At WordCamp US, Tracy turned to me and said “I want to do something about the actors on our site.”
Her idea was that, based on the traffic on our sites, people wanted to know a little more about the actors. The way I’d built out the site, you could get a list of all of an actor’s characters, but you couldn’t really get at everything. Tracy explained to me what people were searching for (actors who were queer, or not) and I mulled over the possibilities, sketching out three solutions.
1. Facet and Smart PHP
We originally added in actors as a plain-text field, saved as an array, for all names associated with a character. In using this, with FacetWP, it was trivial to look for all characters played by Ali Liebert. We also already had in a repeatable field, so we could put the ‘most prominent’ actor on top (see “Sara Lance”).
However what was not trivial was the idea of identifying if an actor was queer. You see some characters have multiple actors, and while today all are either queer or not, one day they may not be. I pointed this out to Tracy using the Sara Lance conundrum and Tracy cried ‘Whhhyyyyyyyy?’ and lay down on the floor.
2. Taxonomies
Characters already have a bunch of custom taxonomies, and I considered extending that to a new taxonomy for actors. That would immediately provide organizations, and adding new actors is easy on the fly. With auto-complete, we could get away from the drama of my inability to spell names (or autocorrect’s inability to believe me that in this case, I is before C).
But… Taxonomies lack extendability. Even with a mess of custom meta added in for featured images, we wouldn’t have an ‘easy’ way to track all trans actors. And we wouldn’t have enough of a future.
3. Custom Post Types
This is what we actually decided to use. A custom page for each actor. We added in two new taxonomies for actor gender identity and sexual orientation, which are then used to determine if the actor is queer or not. It gives us the most control and extendability of the choices, and the nice permalink.

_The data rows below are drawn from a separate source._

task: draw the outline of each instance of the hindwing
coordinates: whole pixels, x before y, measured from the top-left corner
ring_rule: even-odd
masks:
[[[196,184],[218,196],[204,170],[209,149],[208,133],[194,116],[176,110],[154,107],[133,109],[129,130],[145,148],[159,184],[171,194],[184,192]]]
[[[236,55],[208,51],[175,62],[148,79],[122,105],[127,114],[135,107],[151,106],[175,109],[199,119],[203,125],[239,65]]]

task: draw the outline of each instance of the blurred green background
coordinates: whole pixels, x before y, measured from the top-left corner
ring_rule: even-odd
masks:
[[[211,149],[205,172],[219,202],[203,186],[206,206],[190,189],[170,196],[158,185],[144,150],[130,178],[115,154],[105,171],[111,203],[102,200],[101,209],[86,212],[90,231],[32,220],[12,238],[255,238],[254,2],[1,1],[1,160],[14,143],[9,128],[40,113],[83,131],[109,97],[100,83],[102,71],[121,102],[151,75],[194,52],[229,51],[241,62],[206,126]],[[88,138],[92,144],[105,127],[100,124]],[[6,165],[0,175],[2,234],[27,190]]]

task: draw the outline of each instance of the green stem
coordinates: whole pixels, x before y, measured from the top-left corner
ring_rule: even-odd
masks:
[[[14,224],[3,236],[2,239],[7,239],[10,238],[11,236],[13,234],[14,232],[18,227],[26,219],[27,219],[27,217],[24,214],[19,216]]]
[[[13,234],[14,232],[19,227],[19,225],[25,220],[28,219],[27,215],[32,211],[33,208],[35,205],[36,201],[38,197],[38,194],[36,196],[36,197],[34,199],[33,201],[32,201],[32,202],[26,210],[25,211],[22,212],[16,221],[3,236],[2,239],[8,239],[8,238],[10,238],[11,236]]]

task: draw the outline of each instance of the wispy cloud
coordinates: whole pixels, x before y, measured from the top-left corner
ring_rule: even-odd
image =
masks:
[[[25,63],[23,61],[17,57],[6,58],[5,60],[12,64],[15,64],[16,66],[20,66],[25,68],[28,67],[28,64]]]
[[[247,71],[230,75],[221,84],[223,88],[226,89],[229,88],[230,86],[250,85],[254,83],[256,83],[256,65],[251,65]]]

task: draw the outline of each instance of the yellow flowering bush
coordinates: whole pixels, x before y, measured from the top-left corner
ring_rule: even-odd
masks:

There are two significant downsides to this. First, you have to add in a page for the actor before you add in the character page. Second, I had to ‘reproduce’ a loop to list all the characters played by an actor. However I was reusing the same logic as I do for shows which made it easier than it might have been.
What It Means
Understanding and predicting an unknown future is hard. It’s near impossible. You have to guess what you want things to be, and as I have said many times with the building out of LezWatchTV, you must be alright with being wrong.